Tout cela, pourtant, n’était rien d’autre que de la haute trahison et les ouvriers comme leurs commanditaires qui envoyaient chaque jour à une mort certaine des soldats français, auraient dû être traduits devant des Tribunaux d’exception pour « intelligence avec l’ennemi ». Ils ne furent jamais inquiétés ! (…)
Sur les quais, les aérodromes et les gares tenus par la CGT, la mobilisation communiste était identique. Les acheminements de troupes et de matériels subissaient de graves perturbations… Les navires et les trains étaient immobilisés, les détériorations ne se comptaient plus, les grèves se multipliaient… A Grenoble, une pièce d’artillerie fut jetée à bas du train. En gare de Saint-Pierre-des-Corps, à Tours, une militante communiste, Raymonde Dien, devint une héroïne nationale pour s’être couchée en travers d’une voie. Cette violence atteignit son point culminant dans la nuit du 2 au 3 décembre 1947. A la suite du sabotage d’une voie ferrée par un commando de la cellule communiste d’Arras, l’express Paris-Lille dérailla, faisant 16 morts et 30 blessés…"

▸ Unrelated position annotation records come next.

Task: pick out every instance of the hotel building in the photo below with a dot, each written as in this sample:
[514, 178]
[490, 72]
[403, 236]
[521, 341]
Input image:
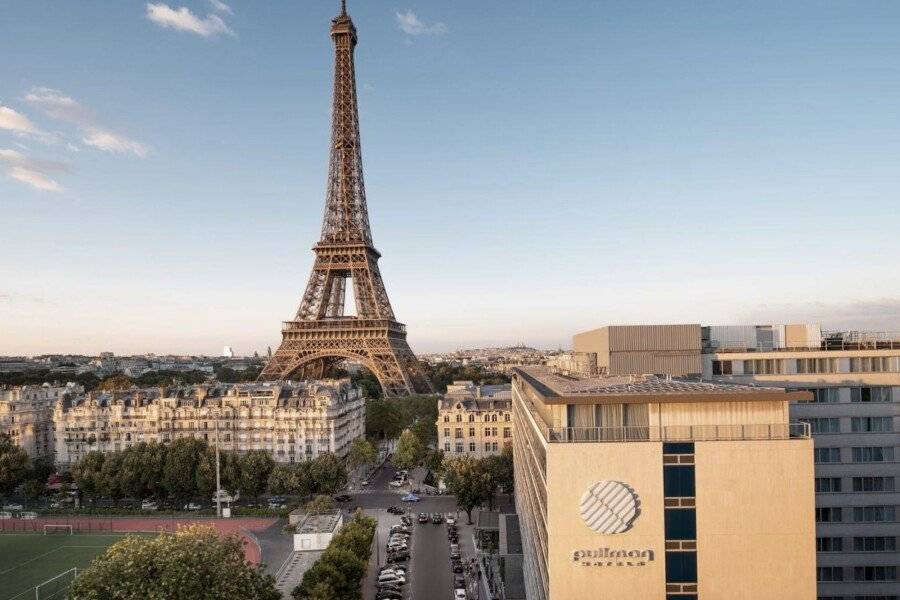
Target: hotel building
[294, 421]
[854, 412]
[639, 487]
[475, 420]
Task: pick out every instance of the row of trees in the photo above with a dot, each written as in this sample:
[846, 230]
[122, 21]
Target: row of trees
[186, 469]
[16, 468]
[195, 563]
[339, 572]
[476, 481]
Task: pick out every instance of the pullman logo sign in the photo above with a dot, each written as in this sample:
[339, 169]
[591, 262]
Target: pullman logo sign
[609, 507]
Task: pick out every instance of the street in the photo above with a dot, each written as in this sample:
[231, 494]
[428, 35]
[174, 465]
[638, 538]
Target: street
[429, 575]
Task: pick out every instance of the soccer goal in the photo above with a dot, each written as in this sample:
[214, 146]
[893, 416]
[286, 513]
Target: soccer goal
[58, 529]
[56, 587]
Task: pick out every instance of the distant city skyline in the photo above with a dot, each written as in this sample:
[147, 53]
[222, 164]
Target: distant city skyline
[561, 166]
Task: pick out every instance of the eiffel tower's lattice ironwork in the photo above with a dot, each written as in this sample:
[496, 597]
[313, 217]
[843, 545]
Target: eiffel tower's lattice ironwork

https://jeanyvesthorrignac.fr/wa_files/LES_20COMMUNISTES_20FRAN_C3_87AIS_20DURANT_20LA_20GUERRE_20D_27INDOCHINE.pdf
L’histoire doit nous servir de guide, de rappel et d’exemple. En nous souvenant de ce qu’ont fait les camarades rouges français des Khmers rouges, il faudrait aujourd’hui se comporter envers eux en conséquence. Un communiste est un traître, un scélérat et un agent de la peste rouge. C’est ainsi, et pas autrement. Les fils de la France tombés en Indochine, avec du sable à la place des explosifs dans leurs obus, méritent qu’on se souvienne d’eux - mais plus encore que la mémoire, ils méritent la vengeance.
Ce sont des choses évidentes, et pourtant en France elles ne le sont pour personne. C’est pour cela que les usines militaires sont sabotées en 2026.